Point-to-point TUN interfaces (IP), each created pre-addressed and needing no bridge, are also available — make tun3 (172.16.1.1/24, 2001:db8:1::1/64) and make tun5 (172.16.2.1/24, 2001:db8:2::1/64) set up the host side, and make run_tun / make run_tun5 run the stack on the matching device (taking the .2 host in each subnet). A stack can init() with zero interfaces and add / remove them at runtime, so any mix of taps and tuns can be attached to one running stack.

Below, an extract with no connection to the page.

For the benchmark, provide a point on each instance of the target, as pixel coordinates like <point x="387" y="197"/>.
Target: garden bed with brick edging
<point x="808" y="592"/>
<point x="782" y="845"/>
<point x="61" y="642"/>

PyTCP is consumed as a library through the stack lifecycle API and the pytcp.socket BSD-sockets API. See examples/examples/stack.py is the complete runnable reference (TAP/TUN open, stack.init(...), multi-interface bind, runtime interface removal on SIGUSR1).

Requirements

Python 3.14+, Linux (TAP/TUN), POSIX.

Current state (3.0.7)

  • ~210 source modules; 3.0.7 adds the kernel/userspace IPC layer (an ipc AF_UNIX RPC + SCM_RIGHTS fd-passing core, a client out-of-process mirror, and a first-class daemon entry point). The pytcp suite runs ~4,000 unit + integration tests (the full repo suite, across all three packages + examples, is ~12,500). Lint clean (codespell + isort + black + flake8 + mypy strict + pylint).
  • Host-stack feature-complete (North Star Phase 1), now reachable both in-process and over an out-of-process daemon boundary (AF_UNIX control plane + SCM_RIGHTS socket-fd passing for TCP / UDP / raw / AF_PACKET). Phase-2 router/forwarding sits behind the forward_or_deliver seam as a stub. Authoring contracts in .claude/rules/pytcp.md; per-RFC adherence in docs/rfc/.

License

GPL-3.0-or-later. PyTCP by Sebastian Majewski.